# overhauling 1995/1996 gary fisher Marlin



## zeppman (May 11, 2007)

Hey everyone,

So I've got a '95 or '95 marlin that I think I want to overhaul to make a reliable commuter. I have done nothing to this bike except change tire/tubes, added fenders and occasionally lubed the chain. 

I would like to replace the following:
-bottom bracket (I can 'feel' this needs work/replacement)
-rear cassette
-crankset (probably because the chain has stretched so much that they will need to be replaced)
-chain
-brake pads
-pedals (which I have)
-front fork (currently and old rock shox fork that I would like to replace with a rigid fork)

I do not know if I have to replace the derailleurs. The shifting is grip shift that does not work very well anymore, and I guess could be replaced.

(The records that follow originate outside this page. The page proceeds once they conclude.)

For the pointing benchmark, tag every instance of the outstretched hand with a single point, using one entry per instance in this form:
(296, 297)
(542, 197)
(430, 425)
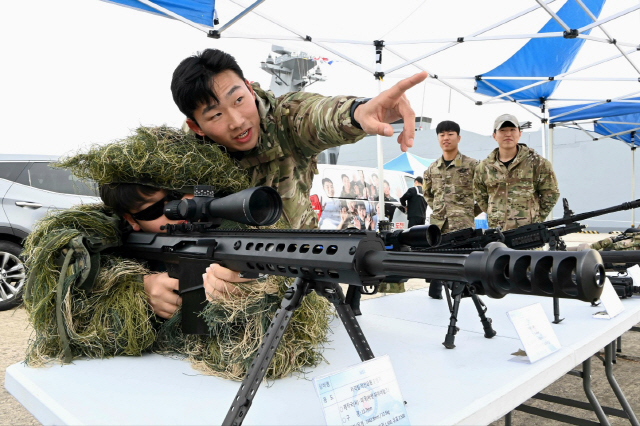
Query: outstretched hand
(389, 106)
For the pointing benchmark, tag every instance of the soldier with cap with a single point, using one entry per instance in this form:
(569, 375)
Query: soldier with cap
(514, 185)
(448, 188)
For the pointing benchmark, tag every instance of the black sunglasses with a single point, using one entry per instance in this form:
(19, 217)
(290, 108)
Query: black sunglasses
(156, 210)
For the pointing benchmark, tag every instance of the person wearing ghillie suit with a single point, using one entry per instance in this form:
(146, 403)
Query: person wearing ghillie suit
(514, 185)
(448, 188)
(86, 298)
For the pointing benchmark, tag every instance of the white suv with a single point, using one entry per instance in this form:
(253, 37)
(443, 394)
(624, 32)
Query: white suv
(29, 188)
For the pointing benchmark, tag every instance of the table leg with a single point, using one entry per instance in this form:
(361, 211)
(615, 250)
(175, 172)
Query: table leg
(586, 385)
(507, 419)
(608, 367)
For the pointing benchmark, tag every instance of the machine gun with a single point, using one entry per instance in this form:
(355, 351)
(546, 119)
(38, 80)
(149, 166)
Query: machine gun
(320, 260)
(525, 237)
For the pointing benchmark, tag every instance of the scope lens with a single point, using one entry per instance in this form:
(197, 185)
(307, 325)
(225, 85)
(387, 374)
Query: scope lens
(265, 207)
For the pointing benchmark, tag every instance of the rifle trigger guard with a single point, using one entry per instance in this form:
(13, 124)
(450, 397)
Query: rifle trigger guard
(365, 289)
(190, 289)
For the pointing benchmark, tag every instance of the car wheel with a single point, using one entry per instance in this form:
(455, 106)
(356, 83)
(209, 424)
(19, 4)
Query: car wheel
(12, 275)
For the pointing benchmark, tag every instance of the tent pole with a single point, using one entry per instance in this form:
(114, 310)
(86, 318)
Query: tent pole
(545, 127)
(552, 127)
(633, 181)
(379, 44)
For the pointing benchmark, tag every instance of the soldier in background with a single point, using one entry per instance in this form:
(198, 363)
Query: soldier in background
(448, 188)
(514, 185)
(414, 204)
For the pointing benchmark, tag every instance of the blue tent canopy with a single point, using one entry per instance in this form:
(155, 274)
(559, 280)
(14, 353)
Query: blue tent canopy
(541, 57)
(198, 11)
(593, 110)
(408, 163)
(610, 118)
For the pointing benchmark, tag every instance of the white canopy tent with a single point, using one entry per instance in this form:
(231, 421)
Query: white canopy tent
(418, 53)
(407, 35)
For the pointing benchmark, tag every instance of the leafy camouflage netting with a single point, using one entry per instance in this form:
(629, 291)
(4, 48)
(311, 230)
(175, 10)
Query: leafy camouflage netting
(80, 311)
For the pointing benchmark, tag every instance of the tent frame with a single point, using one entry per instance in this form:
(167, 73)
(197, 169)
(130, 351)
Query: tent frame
(379, 73)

The frame and wheels are in good shape.

Basically, how do I go about finding out which parts are compatible with this bike? I haven't done much work on bikes myself, but would love to use this opportunity and bike to learn. I enjoy DIY projects so I welcome the challenge. Any tips or suggestions? Does anyone know what this may cost? 

Thanks.


----------



## mtnbiker72 (Jan 22, 2007)

Pretty low rent bike, but solid frame. Here are some suggestions
-Crankset and BB 
Shimano FC-M410 square taper crank with a 73mm x 110mm UN26 bottom bracket

-Rear Cassette
Shimano HG-41 7 speed cassette

-Chain
SRAM PC-850 or KMC X8.93

-Brake Pads
Kool Stop Eagle Claw 2

-Fork
Dimension Rigid Non-Disc fork which is corrected properly for the age of the Marlin

-Shifters
SRAM MRX 7 speed shifters

You can get a general price for all these at Universal Cycles
Universal Cycles - The Largest Selection of Road and Mountain Bike Parts


----------



## zeppman (May 11, 2007)

mtnbiker72- thanks! big help!

Quick question. I thought I just read that the BB was 73 x 113, will the one you suggested fit? 73mm x 110mm.

Or better yet, if you have the time, can you describe to me how you came to this conclusion? Obviously you have to match the BB to the frame, and the cranks to the BB...

Edit: More questions, (I'm pretty excited this is actually going to be doable!) Will any 7 speed shifters work? Can I go with something besides gripshift? What do I use for the front derailluer shifter? 

Besides your normal allen wrenches, adjustable wrench and other regular tools, I do not have the special tools need for the bottom bracket. How do I find out which specific tool I need to remove that? 

I should also replace the free bearings in the hubs. When I overhauled those about a year ago there were definetly some flat spots on the ball bearings. Where can I find those? Would you recommend new cones? 

Again, thank you so much! I'm excited for this project now.


----------



## mtnbiker72 (Jan 22, 2007)

-the crankset I recommended can use 110-113...I prefer a narrower chainline and since the frame is steel and not large diameter aluminum tubes the 110 should work fine. But a 113 will work too.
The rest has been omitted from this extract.